7. Self-Termination The Employee shall have the right to
terminate his employment with the Company for any
reason by providing the Company with fifteen (15) days
prior written notice. The Company shall have the right
to waive any or all of such fifteen (15) day period to
accelerate the effective date of the termination of the
employment of the Employee with the Company, by written
notice to the Employee. If the Employee elects to so
terminate his employment with the Company no sooner
than ninety (90) days after the effective date but no
later than fifteen (15) calendar months after the
Effective Date, the Employee is entitled to severance
compensation for twelve (12) months following the
effective date of such termination by the payment of
Base Salary as described in Section 3(a).
8. Vesting. In the event that the Employee's employment
hereunder is terminated under the provisions of Sections 6(e),
6(f) or 7, the Employee shall at the time of termination,
completely vest in all rights available under the qualified and
non-qualified stock options, which are at the time of the
termination granted to the Employee.
9. Rights and Obligations of Successors. In the event that
any of the following events occur, a "Change in Control" shall be
deemed to occur for the purpose of this Agreement: (a) any person
or group of persons acting in concert becomes the beneficial
owner, directly or indirectly (excluding ownership by or through
employee benefit plans), of securities of the Company
representing fifty percent (50%) or more of the combined voting
power of the Company's then outstanding securities; (b) the
Company is combined (by merger, share exchange, consolidation, or
otherwise) with another corporation and as a result of such
combination less than seventy five percent (75%) of the
outstanding securities of the surviving or resulting corporation
are owned in the aggregate by the former shareholders of the
Company; or (c) any person or group of persons acting in concert
obtains direct or indirect control of the Board of Directors of
the Company, other than the current shareholders of the Company.

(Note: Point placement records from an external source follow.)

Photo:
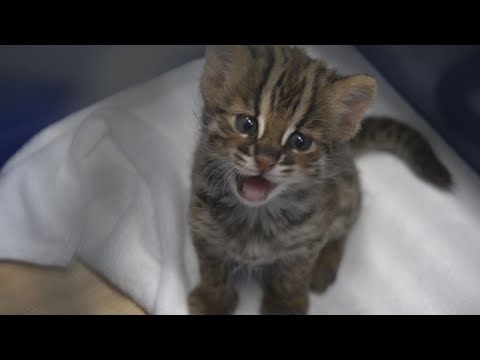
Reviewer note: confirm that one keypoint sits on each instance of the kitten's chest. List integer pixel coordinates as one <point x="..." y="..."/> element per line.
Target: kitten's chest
<point x="266" y="241"/>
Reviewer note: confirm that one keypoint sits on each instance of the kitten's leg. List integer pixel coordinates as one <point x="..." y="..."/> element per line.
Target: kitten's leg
<point x="286" y="291"/>
<point x="215" y="295"/>
<point x="326" y="266"/>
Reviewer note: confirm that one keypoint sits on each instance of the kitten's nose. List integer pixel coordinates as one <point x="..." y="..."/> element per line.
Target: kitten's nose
<point x="264" y="163"/>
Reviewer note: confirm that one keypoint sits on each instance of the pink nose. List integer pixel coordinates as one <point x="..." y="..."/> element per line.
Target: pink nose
<point x="264" y="163"/>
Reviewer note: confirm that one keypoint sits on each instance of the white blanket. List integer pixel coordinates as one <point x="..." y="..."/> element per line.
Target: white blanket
<point x="111" y="185"/>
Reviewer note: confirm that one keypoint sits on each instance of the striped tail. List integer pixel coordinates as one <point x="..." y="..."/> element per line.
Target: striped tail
<point x="382" y="133"/>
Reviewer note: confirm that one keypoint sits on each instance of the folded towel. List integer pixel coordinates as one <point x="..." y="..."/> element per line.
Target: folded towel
<point x="110" y="184"/>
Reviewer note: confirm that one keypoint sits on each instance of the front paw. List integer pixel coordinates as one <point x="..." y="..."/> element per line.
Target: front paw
<point x="294" y="304"/>
<point x="205" y="301"/>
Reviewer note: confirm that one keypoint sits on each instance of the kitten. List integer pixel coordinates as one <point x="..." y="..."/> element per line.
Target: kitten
<point x="274" y="183"/>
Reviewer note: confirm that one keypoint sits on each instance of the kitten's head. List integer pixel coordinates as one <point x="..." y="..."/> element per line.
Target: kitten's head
<point x="271" y="114"/>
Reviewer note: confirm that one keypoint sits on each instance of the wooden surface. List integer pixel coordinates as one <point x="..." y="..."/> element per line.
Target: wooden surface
<point x="26" y="289"/>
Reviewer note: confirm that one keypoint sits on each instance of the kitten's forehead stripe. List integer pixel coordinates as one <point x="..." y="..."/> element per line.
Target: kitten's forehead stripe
<point x="276" y="88"/>
<point x="265" y="76"/>
<point x="261" y="126"/>
<point x="313" y="95"/>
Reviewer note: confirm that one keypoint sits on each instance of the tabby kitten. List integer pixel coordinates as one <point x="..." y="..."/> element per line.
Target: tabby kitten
<point x="274" y="183"/>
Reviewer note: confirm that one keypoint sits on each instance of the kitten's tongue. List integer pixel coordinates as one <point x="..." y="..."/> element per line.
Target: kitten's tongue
<point x="254" y="188"/>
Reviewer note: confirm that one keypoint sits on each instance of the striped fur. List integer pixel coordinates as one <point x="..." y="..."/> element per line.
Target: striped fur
<point x="298" y="233"/>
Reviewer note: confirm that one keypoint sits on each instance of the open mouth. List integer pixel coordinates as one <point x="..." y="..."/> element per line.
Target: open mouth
<point x="255" y="189"/>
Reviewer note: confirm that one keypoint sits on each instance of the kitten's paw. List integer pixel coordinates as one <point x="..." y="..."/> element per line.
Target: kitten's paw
<point x="326" y="267"/>
<point x="281" y="305"/>
<point x="203" y="301"/>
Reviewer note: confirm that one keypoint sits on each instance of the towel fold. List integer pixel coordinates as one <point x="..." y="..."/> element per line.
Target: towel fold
<point x="110" y="184"/>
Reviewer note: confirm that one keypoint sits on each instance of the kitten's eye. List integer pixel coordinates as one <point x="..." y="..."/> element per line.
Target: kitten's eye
<point x="246" y="124"/>
<point x="300" y="141"/>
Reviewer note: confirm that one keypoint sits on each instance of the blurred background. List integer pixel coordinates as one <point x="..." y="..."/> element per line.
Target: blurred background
<point x="41" y="84"/>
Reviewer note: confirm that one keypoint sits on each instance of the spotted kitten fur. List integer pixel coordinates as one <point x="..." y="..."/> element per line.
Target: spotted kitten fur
<point x="274" y="184"/>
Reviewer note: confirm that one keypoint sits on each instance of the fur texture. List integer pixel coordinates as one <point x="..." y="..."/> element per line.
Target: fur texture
<point x="279" y="123"/>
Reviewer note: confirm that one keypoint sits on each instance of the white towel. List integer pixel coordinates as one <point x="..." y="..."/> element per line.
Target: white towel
<point x="111" y="185"/>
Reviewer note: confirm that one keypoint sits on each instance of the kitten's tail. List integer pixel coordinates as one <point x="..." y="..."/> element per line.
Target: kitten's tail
<point x="382" y="133"/>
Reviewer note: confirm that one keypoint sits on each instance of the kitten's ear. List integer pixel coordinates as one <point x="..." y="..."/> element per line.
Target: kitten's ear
<point x="352" y="96"/>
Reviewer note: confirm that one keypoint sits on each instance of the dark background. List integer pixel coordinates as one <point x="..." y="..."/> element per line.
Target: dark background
<point x="41" y="84"/>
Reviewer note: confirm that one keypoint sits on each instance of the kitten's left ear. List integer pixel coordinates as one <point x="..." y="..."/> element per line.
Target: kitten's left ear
<point x="352" y="96"/>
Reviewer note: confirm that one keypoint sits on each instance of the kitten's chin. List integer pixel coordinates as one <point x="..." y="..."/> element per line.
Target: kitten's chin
<point x="253" y="190"/>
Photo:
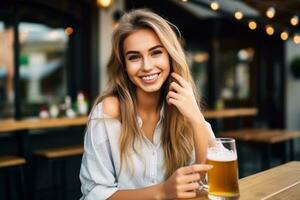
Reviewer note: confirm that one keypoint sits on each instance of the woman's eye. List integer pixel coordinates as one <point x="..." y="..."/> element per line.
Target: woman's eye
<point x="133" y="57"/>
<point x="157" y="52"/>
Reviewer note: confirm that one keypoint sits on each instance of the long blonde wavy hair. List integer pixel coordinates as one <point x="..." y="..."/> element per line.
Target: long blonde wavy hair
<point x="177" y="137"/>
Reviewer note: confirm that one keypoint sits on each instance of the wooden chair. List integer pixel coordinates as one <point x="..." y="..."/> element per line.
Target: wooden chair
<point x="55" y="155"/>
<point x="8" y="164"/>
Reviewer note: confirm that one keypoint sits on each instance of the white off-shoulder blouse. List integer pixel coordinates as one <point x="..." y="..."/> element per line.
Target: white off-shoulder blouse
<point x="99" y="173"/>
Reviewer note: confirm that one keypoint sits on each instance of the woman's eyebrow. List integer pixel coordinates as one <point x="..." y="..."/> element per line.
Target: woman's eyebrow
<point x="151" y="49"/>
<point x="155" y="47"/>
<point x="131" y="52"/>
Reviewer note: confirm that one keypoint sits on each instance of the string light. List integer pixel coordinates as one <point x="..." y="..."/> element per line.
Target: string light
<point x="269" y="30"/>
<point x="296" y="38"/>
<point x="69" y="30"/>
<point x="294" y="20"/>
<point x="104" y="3"/>
<point x="214" y="5"/>
<point x="284" y="35"/>
<point x="271" y="12"/>
<point x="238" y="15"/>
<point x="252" y="25"/>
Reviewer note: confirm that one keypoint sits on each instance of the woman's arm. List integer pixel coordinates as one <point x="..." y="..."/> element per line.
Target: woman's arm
<point x="181" y="95"/>
<point x="181" y="184"/>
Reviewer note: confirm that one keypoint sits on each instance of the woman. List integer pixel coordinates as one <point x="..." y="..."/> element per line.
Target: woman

The Employee shall have the right to terminate his employment
under the terms of this Agreement for a period of sixty (60) days
following the Change in Control. In the event that the Employee
shall not so elect to terminate this Agreement, then this
agreement shall be assignable and transferable by the Company to
any subsidiary or affiliate or to any subsidiary or affiliate of
the Company affiliated with the Change in Control and shall inure
to the benefit of and be binding upon the Employee and his heirs
and personal representatives and the Company and its successors
and assigns. In the event the Employee elects to terminate
employment, the Employee shall be paid in accordance with
Paragraph 6.
10. Covenant Not to Compete. In consideration of the
employment hereunder, the Employee hereby agrees that during the
term of his employment by the Company and for a period of
eighteen (18) months (twelve (12) months in the case of self-
termination), following the termination of his employment with
the Company, the Employee will not either directly or indirectly
own, have proprietary interest (except for less than 5% of any
listed company or company traded in the over-the-counter market)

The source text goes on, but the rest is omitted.